For your specific example, using a set is already faster:

>>> timeit.timeit("[i if i in list_B else '-1' for i in list_A]", "from __main__ import list_A, list_B")
1.8152308464050293
>>> timeit.timeit("set_B = set(list_B); [i if i in set_B else '-1' for i in list_A]", "from __main__ import list_A, list_B")
1.6512861251831055

but if list_A ratios list_B are different and the sizes are small:

>>> list_A = ['0', '1', '2', '3']
>>> list_B = ['2','6','8','10']
>>> timeit.timeit("[i if i in list_B else '-1' for i in list_A]", "from __main__ import list_A, list_B")
0.8118391036987305
>>> timeit.timeit("set_B = set(list_B); [i if i in set_B else '-1' for i in list_A]", "from __main__ import list_A, list_B")
0.9360401630401611

That said, in the general case it is worth your while using sets.

Answer 3

The quickest way to optimize is to use if a in list_B: instead of your inner loop.
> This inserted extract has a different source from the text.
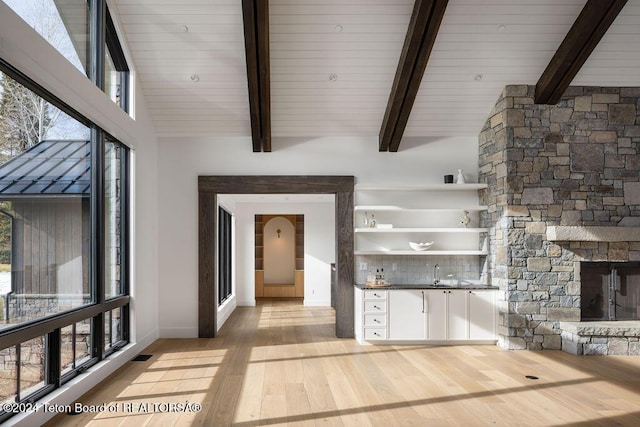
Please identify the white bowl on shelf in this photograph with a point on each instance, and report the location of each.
(423, 246)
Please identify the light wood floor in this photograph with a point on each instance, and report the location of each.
(280, 364)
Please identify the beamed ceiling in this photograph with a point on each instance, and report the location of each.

So the new code would look like:

for a in list_A:
    if a in list_B:
        myStateMap.append(a)
        print '\tMatch'
    else:
        print '\tNO Match!'
        myStateMap.append(-1)

Answer 4

Here's another short list comprehension example that's a little different from the others:

a=[1,2,3,4,5,6,7]
b=[2,5,7]
c=[x * (x in b) for x in a]

Which gives c = [0, 2, 0, 0, 5, 6, 7]. If your list elements are actually strings, like they seem to be, then you either get the empty string '' or the original string. This takes advantage of the implicit conversion of a boolean value (x in b) to either 0 or 1 before multiplying it by the original value (which, in the case of strings, is "repeated concatenation").